Las oleadas de ciudadanos que salieron  a las calles de Barcelona el sábado pasado, más de medio millón de  personas, eran de diversos y muy diferentes colores. Y Felipe VI tuvo que volver a oír, una vez más, tremendas pitadas y abucheos a granel.

El Rey aguantó con dignidad. Sabía que le tocaba hacerlo. Desde que los sectores independentistas más radicales prepararon su plan, hasta que lo pusieron en práctica, se podía haber planificado interponer otro cinturón protector detrás de la segunda cabeza de la manifestación, en la que estaba el jefe del Estado, el Gobierno central, el Gobierno catalán y el Ayuntamiento de Barcelona.

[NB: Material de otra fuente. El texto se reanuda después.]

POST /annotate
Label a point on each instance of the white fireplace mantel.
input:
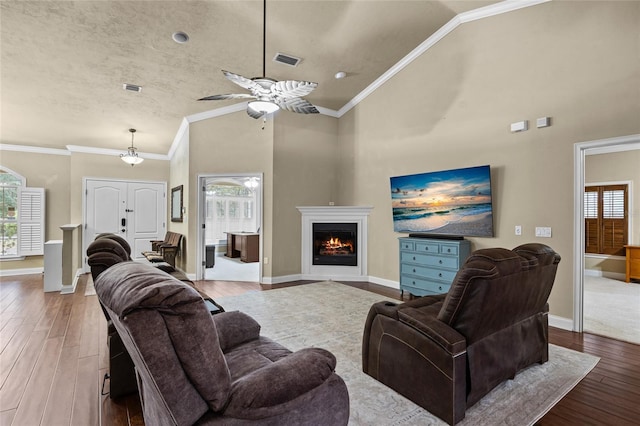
(334, 214)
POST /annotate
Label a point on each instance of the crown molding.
(33, 149)
(114, 152)
(472, 15)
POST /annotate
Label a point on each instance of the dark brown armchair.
(446, 352)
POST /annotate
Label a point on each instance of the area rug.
(332, 316)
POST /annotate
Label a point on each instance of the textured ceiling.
(64, 62)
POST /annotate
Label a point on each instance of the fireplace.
(335, 244)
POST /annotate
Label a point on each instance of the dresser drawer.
(407, 245)
(449, 249)
(426, 247)
(432, 287)
(429, 273)
(429, 260)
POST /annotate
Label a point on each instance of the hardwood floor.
(53, 356)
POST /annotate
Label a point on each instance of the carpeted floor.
(332, 315)
(612, 308)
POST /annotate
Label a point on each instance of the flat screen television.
(449, 202)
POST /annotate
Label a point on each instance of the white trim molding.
(580, 150)
(334, 214)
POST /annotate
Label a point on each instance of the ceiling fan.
(269, 95)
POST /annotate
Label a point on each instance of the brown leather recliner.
(445, 352)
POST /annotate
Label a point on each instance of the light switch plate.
(543, 231)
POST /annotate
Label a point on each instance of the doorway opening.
(581, 275)
(230, 220)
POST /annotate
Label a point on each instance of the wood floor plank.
(13, 349)
(86, 399)
(51, 311)
(9, 329)
(60, 400)
(34, 399)
(60, 324)
(89, 340)
(74, 327)
(14, 386)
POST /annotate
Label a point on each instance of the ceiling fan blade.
(229, 96)
(253, 113)
(293, 88)
(298, 105)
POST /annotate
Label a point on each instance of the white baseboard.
(385, 282)
(605, 274)
(561, 322)
(24, 271)
(71, 288)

Pero más allá de aciertos y errores en la organización de una marcha que, en todo caso, honró a las víctimas de la masacre terrorista y a sus familias, Felipe VI conoce perfectamente que los soberanistas por una parte están empeñados en conseguir una República catalana, y que en Cataluña el entusiasmo generalizado hacia la institución monárquica es más bien escaso. Incluso, cuando siendo Príncipe asistió en Barcelona al Teatro del Liceo, en compañía de su esposa, los silbidos se hicieron presentes.

Felipe VI intenta capear el temporal con gran dignidad, se atiene a la Constitución (que muchos quisieran modificar), pero no disfruta de la capacidad de empatía que tenía su padre cuando todavía no era Rey emérito.

No fue el “príncipe malo,” de los versos “Un mundo al revés” del gran poeta José Agustín  Goytisolo. Todo lo contrario. Pero ahora, como Rey debe preguntarse a menudo hasta qué punto será angosto el camino que espera a la Monarquía española.

Sucede además, que los borbones en general se proyectan como familias de otros tiempos. Muy lejos de este siglo. La conducta de los  ciudadanos que silban  con fuerza y enseñan pancartas críticas contra las relaciones preferentes de España con Arabia Saudí están diciendo que ha llegado la hora del fin de los reinados.

El padre del actual Rey, Juan Carlos I, logró exhibir su dimensión de ciudadano de a pie, su capacidad para hacer comentarios cachondos traspasaba los muros de la discreción exigida y su fama de vividor le acompañó desde el principio. Pero le tocó a Juan Carlos frenar  el  golpe   de Estado de aquel facha llamado Tejero  y de muchos generales  franquistas. Y resultó el mejor garante de la democracia.

Juan Carlos I fue Rey gracias al dictador, empeñado en que no volviera su padre Don Juan de Borbón, que no supo  jugar al  doblete y perdió. Sin embargo,  pasados los años, empezó  a conocerse que   la Zarzuela o la Casa del Rey ya no  parecía ser la solamente la película del Rey bueno.     

Con todo, siempre contó con el apoyo de los dos partidos que se alternaban en el Gobierno. Ahora la correlación de fuerzas políticas es otra y la mordaza sobre la Monarquía que se autoimpusieron los medios de comunicación en el pasado, no existe. Será casi imposible llegar a un acuerdo sobre las modificaciones que reclama la Constitución de 1978. Pero el cambio ha empezado a galopar.